Левой рукой Громов достал из кармана гимнастерки измятую пачку немецких сигарет и ткнул их Панащуку.
— Воевал? В армии был? В Красной армии?
— Один день… воевал. Утром призвали, а к вечеру немцы танками окружили. Посреди поля.
— А я офицер. И мы держались на Днестре, в дотах, сколько могли. Вот такая штука. Нам бы вместе с тобой немцев бить, а мы, на радость им, убиваем друг друга.
— Так ведь что ж теперь?…
— Вот именно. Иди, служи им дальше. Иди-иди, убивать не стану. Мог бы сделать это без выстрела.
— Знаю.
— Возле лагеря нашего побывал?
— Да, — ответил Панащук, уже поднявшись. Но поворачиваться спиной к Беркуту все еще не решался. — Никого там больше нет. И лагеря тоже. Только не моя в том вина.
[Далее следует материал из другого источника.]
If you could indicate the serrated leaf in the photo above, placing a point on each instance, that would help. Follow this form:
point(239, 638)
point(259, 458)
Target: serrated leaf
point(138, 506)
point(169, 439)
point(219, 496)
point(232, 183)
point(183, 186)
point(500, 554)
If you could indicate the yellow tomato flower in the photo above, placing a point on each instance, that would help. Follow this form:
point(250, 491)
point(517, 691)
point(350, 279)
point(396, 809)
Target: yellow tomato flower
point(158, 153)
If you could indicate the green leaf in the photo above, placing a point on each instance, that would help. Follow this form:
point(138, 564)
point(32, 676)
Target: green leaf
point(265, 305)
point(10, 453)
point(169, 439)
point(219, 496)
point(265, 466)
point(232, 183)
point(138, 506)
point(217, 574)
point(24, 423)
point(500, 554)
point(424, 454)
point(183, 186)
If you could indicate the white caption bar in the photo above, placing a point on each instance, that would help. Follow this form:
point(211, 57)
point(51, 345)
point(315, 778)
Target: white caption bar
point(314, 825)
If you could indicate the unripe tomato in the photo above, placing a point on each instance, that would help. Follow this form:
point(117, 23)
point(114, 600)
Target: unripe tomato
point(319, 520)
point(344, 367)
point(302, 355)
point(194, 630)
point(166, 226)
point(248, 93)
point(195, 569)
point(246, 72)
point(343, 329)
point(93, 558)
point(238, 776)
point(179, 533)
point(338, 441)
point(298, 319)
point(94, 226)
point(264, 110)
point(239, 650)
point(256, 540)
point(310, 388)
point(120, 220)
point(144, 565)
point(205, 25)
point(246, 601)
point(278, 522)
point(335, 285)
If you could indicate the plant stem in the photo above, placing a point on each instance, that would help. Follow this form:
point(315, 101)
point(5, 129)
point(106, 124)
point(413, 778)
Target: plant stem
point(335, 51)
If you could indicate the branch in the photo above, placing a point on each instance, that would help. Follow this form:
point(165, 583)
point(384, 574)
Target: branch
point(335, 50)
— Не твоя, конечно. Ты — святой. — Лейтенант разрядил винтовку и отдал ее полицаю. — Ну да ладно… Неволить не стану. Но если захочешь, приходи через два дня к скале возле Залещиков. На вершине которой каменный крест. Знаешь, где. С оружием приходи. И снова станешь солдатом своей армии, а не побегушкой в этой вонючей полиции. Если, конечно, захочешь, если поймешь… А теперь топай. — Он уже ступил несколько шагов, когда Громов вдруг бросил ему вслед: — Эй, сигареты спрячь.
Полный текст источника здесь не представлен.